I don't know what I'm trying to get at by saying all of that, I just needed to write it down because I cannot say it out loud, its like there is a barrier stopping me and when I go to say it everything gets jumbled up and what I really felt and meant doesn't come out.

Thank you for your hugs and lovely messages. I don't want to get on your nerves and for you all to think the same as others about me moaning and thinking about myself, I hope I don't come across that way because deep down im not that person, im just going through a rough patch at the the moment and I dont mean it :(

Sorry I have seriously rambled, I just start and the words and feelings keep flowing I hoep I haven't said to much or the wrong things if so please delete my post as the last thing I want to do is upset people. But any thanks so much for listening (well reading) guys :hug: :hug: :hug:


Hi PP,

Thanks for saying all that. It does sound like things are really bleak and black for you just now and I do know how you feel.
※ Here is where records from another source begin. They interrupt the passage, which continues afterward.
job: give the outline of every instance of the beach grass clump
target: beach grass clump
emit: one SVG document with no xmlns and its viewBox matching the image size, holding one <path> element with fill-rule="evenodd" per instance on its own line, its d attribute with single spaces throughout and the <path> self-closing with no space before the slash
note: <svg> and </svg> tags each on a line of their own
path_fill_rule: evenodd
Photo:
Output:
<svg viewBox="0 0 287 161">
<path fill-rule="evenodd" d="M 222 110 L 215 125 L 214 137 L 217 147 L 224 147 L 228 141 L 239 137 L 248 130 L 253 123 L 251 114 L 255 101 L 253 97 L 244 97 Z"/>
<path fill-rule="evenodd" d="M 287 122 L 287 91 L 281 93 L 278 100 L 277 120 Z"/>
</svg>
I think you really really need the people around you to start taking action. Can you write your OH or your Mum or your MIL a letter describing how you feel and how you really need help? Can you write a list of what needs to change in your life to help you get better (a new job, to decorate, to eat 3 proper meals a day - whatever it is and however small it is, it matters). You now need to rely on your family to get you through this.

I know you won't listen, but I think you're fab. Not many young people your age have a toddler, a home, bills, money worries, a serious relationship, in laws - its not surprising it's tough going. I am in awe of anyone who gets through their children's childhoods with their sanity intact, its bl**dy relentless hard work and so expensive which creates challenges too.

Please, please talk to someone by letter or email if you can't say the words. I am thinking of you - please please try and get some help.